Die Zeit dieser Herren mag nicht viel wert sein, aber das Papier, das dabei verschrieben wird! Und das Holz, das für das Papier zermahlen wird! Das fehlt der Bioenergiegewinnung aus nachwachsenden Rohstoffen.

Apropos zusätzliches Papier: Hier muss man die Verwaltung der Universität Ulm wieder lobend erwähnen. Sie hat ein Formular ausgearbeitet, das die Erstellung dieser Dienstaufgabenbeschreibung erleichtert. Es umfasst lediglich zwei DIN A4-Seiten statt der ursprünglich vorgesehenen fünf.

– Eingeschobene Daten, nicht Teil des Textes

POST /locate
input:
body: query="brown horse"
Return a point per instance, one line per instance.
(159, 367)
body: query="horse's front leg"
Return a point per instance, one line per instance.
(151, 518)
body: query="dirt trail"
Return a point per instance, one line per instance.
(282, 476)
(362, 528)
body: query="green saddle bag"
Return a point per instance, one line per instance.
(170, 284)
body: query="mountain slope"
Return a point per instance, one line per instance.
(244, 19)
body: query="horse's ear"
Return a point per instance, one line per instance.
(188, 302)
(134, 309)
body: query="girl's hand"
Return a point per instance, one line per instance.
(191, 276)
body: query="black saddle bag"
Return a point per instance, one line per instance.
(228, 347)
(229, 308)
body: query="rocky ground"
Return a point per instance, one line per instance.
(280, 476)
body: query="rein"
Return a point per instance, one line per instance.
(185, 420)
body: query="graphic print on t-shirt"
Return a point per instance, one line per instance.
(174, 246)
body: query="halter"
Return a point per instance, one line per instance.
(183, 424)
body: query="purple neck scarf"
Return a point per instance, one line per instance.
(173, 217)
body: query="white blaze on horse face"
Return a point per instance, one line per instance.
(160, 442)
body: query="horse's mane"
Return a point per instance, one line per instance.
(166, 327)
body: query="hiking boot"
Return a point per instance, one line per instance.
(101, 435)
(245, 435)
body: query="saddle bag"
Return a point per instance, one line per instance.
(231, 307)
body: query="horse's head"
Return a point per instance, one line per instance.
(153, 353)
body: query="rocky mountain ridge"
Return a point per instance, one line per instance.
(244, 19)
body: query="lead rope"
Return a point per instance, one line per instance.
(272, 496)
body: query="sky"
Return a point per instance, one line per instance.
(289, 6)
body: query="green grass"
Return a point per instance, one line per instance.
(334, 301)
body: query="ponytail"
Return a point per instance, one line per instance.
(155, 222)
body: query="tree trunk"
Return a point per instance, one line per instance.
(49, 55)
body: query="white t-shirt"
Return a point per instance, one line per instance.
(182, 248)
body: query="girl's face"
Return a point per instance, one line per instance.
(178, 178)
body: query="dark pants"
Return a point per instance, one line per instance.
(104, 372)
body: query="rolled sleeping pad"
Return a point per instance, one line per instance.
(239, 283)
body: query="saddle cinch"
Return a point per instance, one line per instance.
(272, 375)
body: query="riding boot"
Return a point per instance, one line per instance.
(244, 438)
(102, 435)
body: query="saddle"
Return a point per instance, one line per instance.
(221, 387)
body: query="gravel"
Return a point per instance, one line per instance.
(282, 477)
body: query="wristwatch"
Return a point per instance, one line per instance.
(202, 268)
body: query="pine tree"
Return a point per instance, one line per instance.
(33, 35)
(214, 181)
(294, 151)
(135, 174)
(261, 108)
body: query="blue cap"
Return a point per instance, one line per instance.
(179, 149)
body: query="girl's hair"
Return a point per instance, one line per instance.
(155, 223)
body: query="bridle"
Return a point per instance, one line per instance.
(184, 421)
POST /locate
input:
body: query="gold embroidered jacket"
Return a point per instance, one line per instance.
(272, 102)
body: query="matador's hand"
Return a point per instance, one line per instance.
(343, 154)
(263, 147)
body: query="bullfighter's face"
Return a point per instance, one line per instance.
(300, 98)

Allerdings lässt sich auch dieses Kurzformular noch kürzen. So die halbseitige Rubrik, die wissen will, was die akademischen Mitarbeiter während der vorlesungsfreien Zeit treiben. Davon will das Gesetz vom 23.11.2007 über die Föderalismusreform aber gar nichts wissen. „Schreibe nie, was nicht verlangt wird“, ist ein Grundgesetz im Umgang mit Behörden und Verwaltungen. Die Uni Ulm sollte sich daran halten.

Überhaupt ist die Frage nach der „Bezeichnung der Dienstaufgaben“ während der vorlesungsfreien Zeit müßig. Die meisten Dienstaufgaben sind nicht an die vorlesungsfreie Zeit gebunden, sondern können (und müssen) auch in der Vorlesungszeit erledigt werden. So die Betreuung von wissenschaftlichen Aufgaben, Öffentlichkeitsarbeit, Erarbeitung von Dienstgutachten, Mitarbeit bei Evaluationen oder eine hingebungsvolle „Betreuung von Kommissionen und Ausschüssen“.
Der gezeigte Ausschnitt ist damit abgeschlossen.